Preeclampsia, a syndrome of pregnancy characterized by new-onset hypertension and proteinuria, affects about 5–8% of all first pregnancies.1 Preeclampsia accounts for considerable maternal and associated fetal morbidity and mortality. Recent epidemiological data have shown an association between preeclampsia and cardiovascular and renal disease in later life.2–4 Within 10 to 20 years after complicated pregnancy, these women have a threefold to fourfold higher risk of developing chronic hypertension and a twofold higher risk of stroke, venous thromboembolism, and ischemic heart disease compared with healthy parous controls.2 Later kidney disease, diagnosed by biopsy or the presence of end-stage renal disease, is more prevalent among formerly preeclamptic women compared with controls.5,6 Additionally, life expectancy is reduced by 3 to 9 years, with excess mortality mainly as a consequence of cardiovascular disease.7
The etiology of preeclampsia is only partly resolved. Impaired early-pregnancy placentation and endothelial dysfunction seem to play a central role. A large body of evidence favors the hypothesis of pregnancy-related hypertensive disease being superimposed on a preexisting disorder.8–10 Underlying pathophysiological phenotypes may be hypertensive (latent or present), metabolic, autoimmunologic, thrombophilic, or any combination of these.10 These disorders share the capacity to jeopardize both endothelial and placental function. It has been proposed that preeclampsia relates to later cardiovascular disease because of shared risk factors.11,12 However, the exact mechanism underlying the increased cardiovascular disease risk in preeclamptic women has not been unraveled yet. It is well known that aging negatively influences the vascular system. Aging increases vascular stiffness and affects renal function; however, women seem to be protected in the premenopausal phase.13–16 Hemodynamic and renal functions have not been studied previously in middle-aged, formerly preeclamptic women. In this study, we tested the hypothesis that preeclampsia predisposes to remote central hemodynamic and renal impairments.
MATERIALS AND METHODS
We performed this cross-sectional study in 22 formerly preeclamptic women and 29 parous controls in the period of 2001 until 2008. Participants were all white and matched for age, body mass index (BMI), and date of birth. Figure 1 illustrates the selection procedure. We retrieved clinical information for all women who delivered after a preeclamptic pregnancy in the period between 1979 and 1987 at the Department of Obstetrics of the Academic Hospital of Maastricht in the Netherlands. Preeclampsia was defined according to the criteria of the Report of the National High Blood Pressure Education Program Working Group on High Blood Pressure in Pregnancy.1 An uncomplicated pregnancy was defined as a term singleton pregnancy without complications such as fetal growth restriction, pregnancy-induced hypertension, or gestational diabetes. For every primiparous preeclamptic woman, we selected chronologically from the birth register the next two matching primiparous women with uncomplicated pregnancies and deliveries. From the women identified, four women had died in the period elapsed since their pregnancies—three from cancer, and one formerly preeclamptic woman had had a fatal cardiac event. Eight formerly preeclamptic women were excluded for medical reasons, namely non–insulin-dependent diabetes mellitus (n=2), cancer therapy (n=3), chronic corticosteroid use (n=1), and chronic renal failure (n=2) due to nephrosclerosis and chronic pyelonephritis. Eventually, 44 formerly preeclamptic women and 72 parous controls were invited to participate in this study. From these women, 22 formerly preeclamptic women (50%) and 29 controls (40%) gave informed consent to participate. Main reasons for refusal were lack of time (45%), psychological burden (25%), and invasiveness of measurements (10%). The study protocol was approved by the hospital medical ethical committee board.

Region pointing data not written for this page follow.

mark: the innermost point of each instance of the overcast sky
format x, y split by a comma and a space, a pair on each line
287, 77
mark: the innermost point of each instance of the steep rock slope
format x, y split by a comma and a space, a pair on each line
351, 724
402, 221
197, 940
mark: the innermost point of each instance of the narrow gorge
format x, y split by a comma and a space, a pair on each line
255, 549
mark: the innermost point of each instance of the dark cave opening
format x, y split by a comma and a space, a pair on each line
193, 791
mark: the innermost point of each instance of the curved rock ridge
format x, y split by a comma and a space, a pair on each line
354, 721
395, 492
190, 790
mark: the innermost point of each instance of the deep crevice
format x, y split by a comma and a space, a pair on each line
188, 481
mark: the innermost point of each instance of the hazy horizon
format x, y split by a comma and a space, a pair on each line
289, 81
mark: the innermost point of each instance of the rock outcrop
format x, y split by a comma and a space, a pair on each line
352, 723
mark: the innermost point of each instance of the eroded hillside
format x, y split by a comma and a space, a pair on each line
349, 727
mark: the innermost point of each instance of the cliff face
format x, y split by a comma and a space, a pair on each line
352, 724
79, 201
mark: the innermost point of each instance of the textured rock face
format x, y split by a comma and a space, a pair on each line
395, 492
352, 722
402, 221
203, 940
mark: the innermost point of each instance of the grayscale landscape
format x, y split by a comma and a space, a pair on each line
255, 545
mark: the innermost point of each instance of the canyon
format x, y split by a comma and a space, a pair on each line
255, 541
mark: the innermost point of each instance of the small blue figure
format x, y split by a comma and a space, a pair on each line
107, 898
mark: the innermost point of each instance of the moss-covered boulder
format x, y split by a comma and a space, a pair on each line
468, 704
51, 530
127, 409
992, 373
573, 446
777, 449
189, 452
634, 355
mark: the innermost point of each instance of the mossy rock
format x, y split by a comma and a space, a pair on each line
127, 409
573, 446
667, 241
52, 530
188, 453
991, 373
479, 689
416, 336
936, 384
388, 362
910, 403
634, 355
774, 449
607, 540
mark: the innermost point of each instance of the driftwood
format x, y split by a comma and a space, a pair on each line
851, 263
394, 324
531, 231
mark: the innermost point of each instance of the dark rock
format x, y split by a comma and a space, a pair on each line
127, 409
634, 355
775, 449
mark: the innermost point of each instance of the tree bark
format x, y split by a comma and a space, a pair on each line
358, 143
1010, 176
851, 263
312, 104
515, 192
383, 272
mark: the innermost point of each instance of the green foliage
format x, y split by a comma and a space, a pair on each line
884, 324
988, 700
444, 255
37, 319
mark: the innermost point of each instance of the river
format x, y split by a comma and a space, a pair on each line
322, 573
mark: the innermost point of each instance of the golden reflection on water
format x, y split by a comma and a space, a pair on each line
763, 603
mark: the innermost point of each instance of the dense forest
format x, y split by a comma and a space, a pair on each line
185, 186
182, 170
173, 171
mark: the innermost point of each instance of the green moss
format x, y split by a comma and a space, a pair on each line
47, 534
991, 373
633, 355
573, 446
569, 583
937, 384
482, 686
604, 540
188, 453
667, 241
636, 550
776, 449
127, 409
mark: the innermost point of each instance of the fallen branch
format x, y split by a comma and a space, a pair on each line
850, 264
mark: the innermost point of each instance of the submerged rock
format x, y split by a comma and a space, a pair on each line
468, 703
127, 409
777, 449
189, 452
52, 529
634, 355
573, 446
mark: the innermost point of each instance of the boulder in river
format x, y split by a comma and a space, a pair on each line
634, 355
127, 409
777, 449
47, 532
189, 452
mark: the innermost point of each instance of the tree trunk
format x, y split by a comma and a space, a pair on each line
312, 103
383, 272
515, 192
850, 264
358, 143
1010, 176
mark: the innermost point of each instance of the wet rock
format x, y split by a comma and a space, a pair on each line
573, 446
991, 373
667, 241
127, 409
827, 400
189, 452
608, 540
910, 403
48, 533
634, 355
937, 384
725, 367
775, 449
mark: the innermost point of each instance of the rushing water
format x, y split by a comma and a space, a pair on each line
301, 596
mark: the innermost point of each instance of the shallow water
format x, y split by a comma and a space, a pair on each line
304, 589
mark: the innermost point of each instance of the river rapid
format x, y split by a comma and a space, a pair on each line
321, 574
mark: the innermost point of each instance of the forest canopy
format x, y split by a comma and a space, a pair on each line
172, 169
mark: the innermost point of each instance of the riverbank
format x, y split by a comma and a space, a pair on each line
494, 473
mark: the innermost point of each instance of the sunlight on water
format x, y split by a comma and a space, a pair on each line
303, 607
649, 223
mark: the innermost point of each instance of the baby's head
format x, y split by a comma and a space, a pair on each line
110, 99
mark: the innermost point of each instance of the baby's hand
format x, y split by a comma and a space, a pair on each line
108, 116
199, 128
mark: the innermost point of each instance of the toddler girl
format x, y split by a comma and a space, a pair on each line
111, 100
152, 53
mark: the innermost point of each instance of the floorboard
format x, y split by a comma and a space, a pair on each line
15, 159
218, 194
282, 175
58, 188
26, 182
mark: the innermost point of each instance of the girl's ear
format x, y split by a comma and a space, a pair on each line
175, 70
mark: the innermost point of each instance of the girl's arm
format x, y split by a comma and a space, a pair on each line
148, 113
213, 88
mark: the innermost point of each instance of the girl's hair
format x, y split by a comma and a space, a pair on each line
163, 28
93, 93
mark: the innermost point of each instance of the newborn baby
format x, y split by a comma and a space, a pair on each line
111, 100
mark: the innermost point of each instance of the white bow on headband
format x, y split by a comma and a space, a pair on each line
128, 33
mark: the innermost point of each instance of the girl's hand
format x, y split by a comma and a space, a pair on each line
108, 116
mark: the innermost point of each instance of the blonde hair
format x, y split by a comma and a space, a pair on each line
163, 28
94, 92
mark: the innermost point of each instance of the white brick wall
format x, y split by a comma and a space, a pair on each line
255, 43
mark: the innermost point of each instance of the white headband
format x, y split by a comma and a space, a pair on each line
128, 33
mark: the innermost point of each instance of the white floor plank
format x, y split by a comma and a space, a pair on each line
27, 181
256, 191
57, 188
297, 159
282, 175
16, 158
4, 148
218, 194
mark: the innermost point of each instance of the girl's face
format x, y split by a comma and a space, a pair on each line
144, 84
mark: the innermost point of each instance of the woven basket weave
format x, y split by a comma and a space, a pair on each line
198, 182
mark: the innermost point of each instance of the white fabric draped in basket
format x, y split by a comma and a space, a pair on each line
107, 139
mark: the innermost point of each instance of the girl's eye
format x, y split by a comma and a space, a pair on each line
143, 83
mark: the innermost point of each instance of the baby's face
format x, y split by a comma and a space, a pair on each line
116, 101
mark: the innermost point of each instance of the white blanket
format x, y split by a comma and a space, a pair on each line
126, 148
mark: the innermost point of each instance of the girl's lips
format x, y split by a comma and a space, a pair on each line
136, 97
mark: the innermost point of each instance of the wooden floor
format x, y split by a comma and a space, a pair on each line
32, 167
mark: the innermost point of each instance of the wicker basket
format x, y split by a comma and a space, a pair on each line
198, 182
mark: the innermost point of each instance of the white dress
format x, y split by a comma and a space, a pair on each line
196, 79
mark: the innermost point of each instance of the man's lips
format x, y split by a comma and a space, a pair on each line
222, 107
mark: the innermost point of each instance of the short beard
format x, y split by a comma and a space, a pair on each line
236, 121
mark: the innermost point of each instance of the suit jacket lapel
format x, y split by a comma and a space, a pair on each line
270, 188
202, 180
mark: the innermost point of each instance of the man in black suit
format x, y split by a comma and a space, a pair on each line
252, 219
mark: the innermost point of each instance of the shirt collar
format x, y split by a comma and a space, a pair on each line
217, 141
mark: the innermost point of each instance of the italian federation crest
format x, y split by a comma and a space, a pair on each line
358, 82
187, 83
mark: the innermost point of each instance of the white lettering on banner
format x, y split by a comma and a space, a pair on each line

Hypertension was defined as blood pressure above 140/90 mm Hg during the measurement session, using antihypertensive drugs, or both. Women were considered postmenopausal if they had had 1 year without menstrual bleeding. Early-onset preeclampsia was defined as preeclampsia resulting in birth before a gestational age of 34 weeks.
All experiments were preceded by 1 week of standardized sodium intake (100 mmol sodium/d), representing the mean sodium intake in our population. Antihypertensive drugs were discontinued 2 weeks before the measurements. Participants did not drink caffeine- or alcohol-containing beverages and refrained from smoking and eating for at least 10 hours before the experiment. Measurements were performed in standardized conditions in a temperature-controlled room (25–26°C), with as little external disturbance as possible, in the mid-follicular phase (day 5±2) of the menstrual period or randomly when postmenopausal. The measurement session started at 8:00 am with the insertion of a 20-gauge catheter into a vein of the right forearm to enable estimation of renal function as detailed below. A second catheter was inserted into a vein of the contralateral forearm to collect blood samples. Throughout the measurement session, patients were lying on their backs on a comfortable bed. After an acclimatization period of 30 minutes, we recorded arterial blood pressure and heart rate in supine position at 3-minute intervals using a semi-automatic oscillometric device (Dinamap Vital Signs Monitor 1846, Critikon, Tampa, FL).
Effective renal plasma flow was measured by continuous infusion of para-aminohippurate sodium (MSD, West Point, PA). We used creatinine clearance as an estimate for glomerular filtration rate because inulin was not available owing to manufacturing problems. Both variables were corrected for body surface area and expressed in mL/min/1.73 m2. Effective renal blood flow was obtained by dividing the effective renal plasma flow by (1-hematocrit). Renal vascular resistance (dyne · s/cm5/1.73 m2) was obtained by dividing mean arterial pressure by effective renal blood flow. At least 2 hours after the initiation of the para-aminohippurate sodium infusion, we collected blood samples for the later measurement of the circulating levels of para-aminohippurate sodium and creatinine. Creatinine (micromol/L) was measured by standard chemical techniques. An extra blood sample was obtained to measure hematocrit (volume %). Creatinine clearance was calculated from the 24-hour creatinine output during the day before measurement. In this collection, we also measured albumin excretion. Microalbuminuria was defined as a urinary albumin excretion rate higher than 3.5 g/mol creatinine (BN ProSpec nephelometer; Siemens Healthcare Diagnostics, Deerfield, IL).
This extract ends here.